We walked on through Hyde Park and saw a few athletes swimming laps in the Serpentine lake.
Past the triathlon (swim) bleachers, we reached BT London Live – a massive open area for Olympics enthusiasts to frolic around. You could watch the games on big screens, shop, get a meal from a variety of food trucks, interact with vendor installations (Cadbury had something huge going on). Sailing was on, so we caught a bit of that before we left.
Just as it started to lightly rain, we decided to go grab lunch from one of the cheapest spots around – the grocery store! Tesco had all we needed for a easy picnic lunch at St. Regent’s Park.
Side note: I love Pringles.
Our next stop? Wembley Stadium for the women’s soccer semi-final game Japan v. France!
We got there plenty early to watch the ladies warm up and check out the iconic stadium. The people in charge of ticket sales really messed something up, because the stadium was still HALF EMPTY by the time the game started.
Japan scored twice (in the first half I believe), while France tried oh-so-hard to get back in it. During half time I grabbed a cup of coffee and, when I returned, France had on a new game face. They were more proactive and scored in the 75th minute. But it was Japan that came out with the “W” and proceeded to the gold medal match against USA… we all know how that ended ;)

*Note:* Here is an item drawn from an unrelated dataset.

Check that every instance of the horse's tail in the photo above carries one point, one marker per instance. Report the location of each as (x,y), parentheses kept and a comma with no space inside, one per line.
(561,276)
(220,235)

The crowd for the tube was never-ending! I can’t even imagine what it would be like with a sold-out stadium after an intense soccer match.
To add to our daily mileage…. we walked to dinner. I wasn’t sure what restaurant to eat at, but I knew we had to go to Brick Lane!
Brick Lane is in the heart of east London’s Bangladeshi community. During our last week of the study abroad program, our entire class went to an Indian FEAST at a restaurant on Brick Lane. The area is famous for all types of curry houses and I was so excited to go back!
We chose Saffron (53 Brick Lane, London) willy nilly. The small restaurant packed a ton of flavor into our two dishes. Unfortunately, I can’t remember which dish is which… but both were very good. Minus the slow service, I was really impressed with our random pick – just goes to show, you can’t go wrong with Brick Lane! Please take note of the huge, slivered peppers (with seeds!!) in the last photo. That dish was hot hot hot! :)
We walked back to our hotel…
And then went to bed! What an eventful day!
Question: Do you like the winter or summer games better?
All the excitement in London has me pumped for the winter games in Russia. (By the way, Team Russia had the neatest track suits)… Salzburg lost the 2014 bid, but if they get the chance to host in the future, I would love to fly out there!